None of that matters to me, though, because of what this book does right: it nails the struggle and competition between a twelve-year-old girl and her fourteen-year-old sister. I should know: I was that twelve-year-old girl.

Cecile (12) and Natalie (14) spend the summer with two younger siblings and their parents at Granddad’s house on the island. It’s what they do every summer, except this year is different because suddenly Natalie would rather flirt with a visiting boy than play the games she and Cecile have always played.

Cecile’s feeling and responses are honestly drawn.
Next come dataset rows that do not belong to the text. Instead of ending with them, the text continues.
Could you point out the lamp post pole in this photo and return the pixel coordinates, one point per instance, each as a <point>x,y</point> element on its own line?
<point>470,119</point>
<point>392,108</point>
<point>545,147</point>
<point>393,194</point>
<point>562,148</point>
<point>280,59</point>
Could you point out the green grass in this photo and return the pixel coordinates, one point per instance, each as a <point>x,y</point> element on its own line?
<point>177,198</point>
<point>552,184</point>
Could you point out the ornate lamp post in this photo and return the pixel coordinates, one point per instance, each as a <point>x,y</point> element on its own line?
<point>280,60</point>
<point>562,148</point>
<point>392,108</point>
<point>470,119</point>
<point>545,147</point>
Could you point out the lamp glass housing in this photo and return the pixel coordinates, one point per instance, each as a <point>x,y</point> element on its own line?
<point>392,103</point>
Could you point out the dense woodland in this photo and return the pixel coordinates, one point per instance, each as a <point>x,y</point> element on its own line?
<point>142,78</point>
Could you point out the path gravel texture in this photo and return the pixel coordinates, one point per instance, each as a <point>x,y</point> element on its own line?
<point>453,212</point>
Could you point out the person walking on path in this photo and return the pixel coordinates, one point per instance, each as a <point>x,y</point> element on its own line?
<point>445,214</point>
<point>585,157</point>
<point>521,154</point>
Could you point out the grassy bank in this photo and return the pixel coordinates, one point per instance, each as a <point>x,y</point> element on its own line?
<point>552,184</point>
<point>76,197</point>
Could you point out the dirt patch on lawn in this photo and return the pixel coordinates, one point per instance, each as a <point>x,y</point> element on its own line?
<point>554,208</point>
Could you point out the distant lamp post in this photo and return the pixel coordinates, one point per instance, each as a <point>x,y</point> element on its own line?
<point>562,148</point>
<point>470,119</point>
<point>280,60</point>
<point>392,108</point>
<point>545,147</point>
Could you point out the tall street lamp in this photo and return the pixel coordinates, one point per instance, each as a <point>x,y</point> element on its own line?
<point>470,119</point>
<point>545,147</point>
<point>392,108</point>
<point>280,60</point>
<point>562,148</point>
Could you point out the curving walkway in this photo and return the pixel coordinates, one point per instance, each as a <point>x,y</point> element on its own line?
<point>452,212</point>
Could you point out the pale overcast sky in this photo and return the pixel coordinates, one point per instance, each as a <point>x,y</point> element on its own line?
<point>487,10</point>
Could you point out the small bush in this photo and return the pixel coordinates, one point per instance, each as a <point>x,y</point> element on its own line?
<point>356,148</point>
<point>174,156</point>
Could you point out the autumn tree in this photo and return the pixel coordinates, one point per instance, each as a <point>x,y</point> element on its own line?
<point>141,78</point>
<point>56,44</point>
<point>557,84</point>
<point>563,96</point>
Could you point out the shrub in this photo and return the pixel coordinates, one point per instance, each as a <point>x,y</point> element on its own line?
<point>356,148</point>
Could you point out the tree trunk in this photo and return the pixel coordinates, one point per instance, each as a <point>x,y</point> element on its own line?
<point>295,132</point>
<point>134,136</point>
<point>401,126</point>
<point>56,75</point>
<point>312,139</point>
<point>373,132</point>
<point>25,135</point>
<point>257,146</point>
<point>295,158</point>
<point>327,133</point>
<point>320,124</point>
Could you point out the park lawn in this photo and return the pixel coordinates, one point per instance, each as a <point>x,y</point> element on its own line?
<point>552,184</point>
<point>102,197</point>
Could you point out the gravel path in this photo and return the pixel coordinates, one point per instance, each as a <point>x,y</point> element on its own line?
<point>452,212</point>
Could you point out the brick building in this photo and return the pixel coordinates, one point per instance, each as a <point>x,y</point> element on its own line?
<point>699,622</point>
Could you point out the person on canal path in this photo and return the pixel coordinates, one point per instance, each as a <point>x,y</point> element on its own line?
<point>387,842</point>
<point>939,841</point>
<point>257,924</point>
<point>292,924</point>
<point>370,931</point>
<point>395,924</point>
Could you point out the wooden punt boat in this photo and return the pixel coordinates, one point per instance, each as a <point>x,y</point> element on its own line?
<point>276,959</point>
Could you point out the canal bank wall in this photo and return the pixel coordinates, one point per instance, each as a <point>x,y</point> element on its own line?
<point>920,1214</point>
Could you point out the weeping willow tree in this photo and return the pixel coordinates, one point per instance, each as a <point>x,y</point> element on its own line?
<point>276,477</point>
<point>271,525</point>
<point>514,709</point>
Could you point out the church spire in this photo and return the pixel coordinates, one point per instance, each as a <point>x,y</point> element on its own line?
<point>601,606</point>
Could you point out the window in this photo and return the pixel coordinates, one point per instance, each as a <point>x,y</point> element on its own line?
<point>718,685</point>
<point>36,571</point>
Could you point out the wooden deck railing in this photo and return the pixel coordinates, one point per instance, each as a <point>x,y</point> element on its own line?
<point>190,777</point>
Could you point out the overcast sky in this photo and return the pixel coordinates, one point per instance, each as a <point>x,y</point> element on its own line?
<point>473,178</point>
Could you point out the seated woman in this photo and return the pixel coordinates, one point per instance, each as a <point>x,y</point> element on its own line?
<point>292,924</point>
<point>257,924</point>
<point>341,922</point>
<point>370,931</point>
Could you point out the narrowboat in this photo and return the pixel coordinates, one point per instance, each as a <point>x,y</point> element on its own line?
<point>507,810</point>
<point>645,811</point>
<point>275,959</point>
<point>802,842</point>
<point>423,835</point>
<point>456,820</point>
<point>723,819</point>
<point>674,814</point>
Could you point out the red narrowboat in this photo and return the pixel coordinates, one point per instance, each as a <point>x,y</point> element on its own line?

Perhaps that’s because Stephanie Green is the middle of five kids. There’s an older brother who is off working in Canada during this summer, so Cecile is also the middle of five kids.

Write what you know!

Your turn. What are you reading?

Categories: Reading

1 reply »

  1. I finally finished listening to The Book Thief. Now I’ve bought the book. It is an amazing novel and the language resounds. I needed to own it so that I can go back and read (I can’t really re-read them) some of the passages. I’m sure I will read the whole book, but not just now, but I really recommend listening to the audio version. The language is meant to be heard, I think, and it is very well narrated.
    I just finished reading Douglas Adams’ The Long Dark Teatime of the Soul, which I found on a friend’s bookshelf and borrowed. It is a delight in a British, Douglas Adams, Monty Pythonesque way. Adams is a wonderful observer and gently funny reporter of the human condition. His situations aren’t real, but his characters’ responses to them are.